Quality healthcare is a national and state objective that the Centers for Medicare and Medicaid Services (CMS) places a high premium on. The CMS’s quality healthcare initiatives aim to ensure that Medicare beneficiaries receive quality care through public disclosure and accountability of the insurance plan (Vu et al., 2016). As a result, the CMS activities that assess quality focus on public reporting, payment for reporting, and quality improvement. Quality measures are tools that facilitate the assessment of healthcare outcomes, service delivery processes, organizational structures, patient perceptions of services, and systems connected with high-quality healthcare goals (Kamal et al., 2020). Quality health care objectives include timely care, equitability, patient-centeredness, efficiency, safety, and effectiveness. Therefore, CMS employs quality metrics to improve patient-centred health care management systems founded on Medicaid accountability, innovation, affordability, accessibility, and care (Conway et al., 2013). The CMS conducts impact assessments on national quality measures and generates reports that drive data-driven actions to support public health improvement – identifying areas for improvement, reducing service provider burdens, implementing initiatives beneficial to providers and patients, and supporting population-based payment models in healthcare systems (van Dover & Kim, 2021). Section 1890A(a)(6) of the Social Security Act mandates this type of assessment and reporting by the CMS (Fishbane et al., 2021). This study examines the most recent CMS 2021 report to determine the level and dynamics of national and state health care quality – ‘2021 National Impact Assessment of the Centers for Medicare & Medicaid Services (CMS) Quality Measures Report’ (Centers for Medicare & Medicaid Services, 2021). The findings will contribute to the identification of a quality measure that can be suggested for Oakridge Health System’s quality improvement plan for the following fiscal year.
 
Analysis of the 2021 National and State Healthcare Quality by the Centers for Medicare & Medicaid Services (CMS)

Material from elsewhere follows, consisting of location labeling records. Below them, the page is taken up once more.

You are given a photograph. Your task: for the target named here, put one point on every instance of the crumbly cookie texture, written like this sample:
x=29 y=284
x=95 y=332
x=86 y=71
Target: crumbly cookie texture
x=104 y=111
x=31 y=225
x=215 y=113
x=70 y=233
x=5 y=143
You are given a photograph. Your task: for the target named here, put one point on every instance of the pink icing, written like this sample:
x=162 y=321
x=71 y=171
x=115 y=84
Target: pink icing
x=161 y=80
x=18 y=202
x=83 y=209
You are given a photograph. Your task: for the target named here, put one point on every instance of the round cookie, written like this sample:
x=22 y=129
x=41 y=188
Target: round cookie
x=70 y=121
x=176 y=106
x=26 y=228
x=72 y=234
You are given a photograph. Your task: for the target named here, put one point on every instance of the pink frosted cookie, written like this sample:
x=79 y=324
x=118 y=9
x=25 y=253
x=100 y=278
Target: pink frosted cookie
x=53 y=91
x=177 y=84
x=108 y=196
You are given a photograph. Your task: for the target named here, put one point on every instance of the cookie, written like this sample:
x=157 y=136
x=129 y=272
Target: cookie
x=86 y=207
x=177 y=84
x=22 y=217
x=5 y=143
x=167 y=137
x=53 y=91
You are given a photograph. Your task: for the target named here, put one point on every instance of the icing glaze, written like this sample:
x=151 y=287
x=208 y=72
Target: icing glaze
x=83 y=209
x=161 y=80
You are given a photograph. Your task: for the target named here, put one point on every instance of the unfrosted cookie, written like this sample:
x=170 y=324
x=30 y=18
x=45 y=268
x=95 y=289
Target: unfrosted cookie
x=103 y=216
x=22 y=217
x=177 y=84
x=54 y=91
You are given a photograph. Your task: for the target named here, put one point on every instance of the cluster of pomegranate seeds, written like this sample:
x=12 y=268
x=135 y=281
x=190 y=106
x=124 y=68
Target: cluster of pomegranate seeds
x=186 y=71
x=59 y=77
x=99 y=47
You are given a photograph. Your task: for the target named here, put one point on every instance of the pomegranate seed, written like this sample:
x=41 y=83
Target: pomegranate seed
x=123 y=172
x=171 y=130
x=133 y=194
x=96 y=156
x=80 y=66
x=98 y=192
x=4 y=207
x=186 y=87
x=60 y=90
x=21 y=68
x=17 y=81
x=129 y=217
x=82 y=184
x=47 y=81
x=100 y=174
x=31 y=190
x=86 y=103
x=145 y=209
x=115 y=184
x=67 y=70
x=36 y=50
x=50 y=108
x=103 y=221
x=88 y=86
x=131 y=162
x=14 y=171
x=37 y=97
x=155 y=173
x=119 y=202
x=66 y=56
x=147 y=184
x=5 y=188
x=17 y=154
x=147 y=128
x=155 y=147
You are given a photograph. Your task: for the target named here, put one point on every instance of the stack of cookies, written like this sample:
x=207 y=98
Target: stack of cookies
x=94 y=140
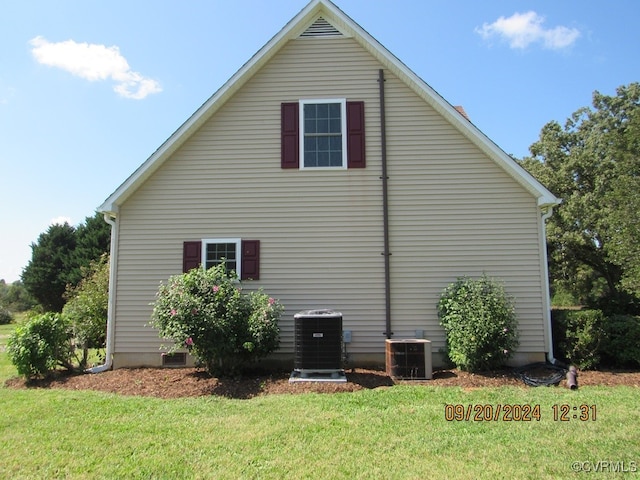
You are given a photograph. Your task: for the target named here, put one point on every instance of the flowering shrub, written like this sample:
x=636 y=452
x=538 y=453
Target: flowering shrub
x=480 y=322
x=206 y=312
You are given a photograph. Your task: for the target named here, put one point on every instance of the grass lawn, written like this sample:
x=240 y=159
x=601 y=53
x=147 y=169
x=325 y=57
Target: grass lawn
x=396 y=432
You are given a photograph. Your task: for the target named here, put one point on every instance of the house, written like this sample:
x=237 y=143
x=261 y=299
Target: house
x=336 y=178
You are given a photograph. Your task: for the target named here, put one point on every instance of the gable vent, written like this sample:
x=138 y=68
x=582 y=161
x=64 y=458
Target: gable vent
x=321 y=28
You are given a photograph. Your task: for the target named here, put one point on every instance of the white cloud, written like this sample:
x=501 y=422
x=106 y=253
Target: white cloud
x=94 y=62
x=523 y=29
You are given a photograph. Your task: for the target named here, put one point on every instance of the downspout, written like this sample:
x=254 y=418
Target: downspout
x=545 y=262
x=111 y=306
x=385 y=208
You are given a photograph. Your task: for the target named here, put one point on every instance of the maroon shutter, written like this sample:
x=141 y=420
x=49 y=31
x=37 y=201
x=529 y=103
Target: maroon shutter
x=250 y=260
x=289 y=131
x=191 y=255
x=355 y=135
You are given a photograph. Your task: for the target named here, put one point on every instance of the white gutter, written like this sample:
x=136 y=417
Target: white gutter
x=111 y=306
x=547 y=310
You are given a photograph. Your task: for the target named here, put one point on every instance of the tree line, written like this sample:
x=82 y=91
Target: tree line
x=592 y=163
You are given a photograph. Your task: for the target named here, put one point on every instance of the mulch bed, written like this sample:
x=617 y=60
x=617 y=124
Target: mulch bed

The report shows that the patient safety measure portfolio in the 2021 measurements entailed 33 processes, 59 healthcare outcomes, and 18 quality programs. The proportion of the total patient safety measures directly addressed healthcare outcomes stood at 64% in 2020 compared to 47% in 2015 (Centers for Medicare & Medicaid Services, 2021). The report further revealed that the digital quality measures that entailed electronic administrative claims systems, case management systems, clinical registries, health information exchanges, e-health records, and wearable devices accounted for 65% of the patient safety measures in 2020.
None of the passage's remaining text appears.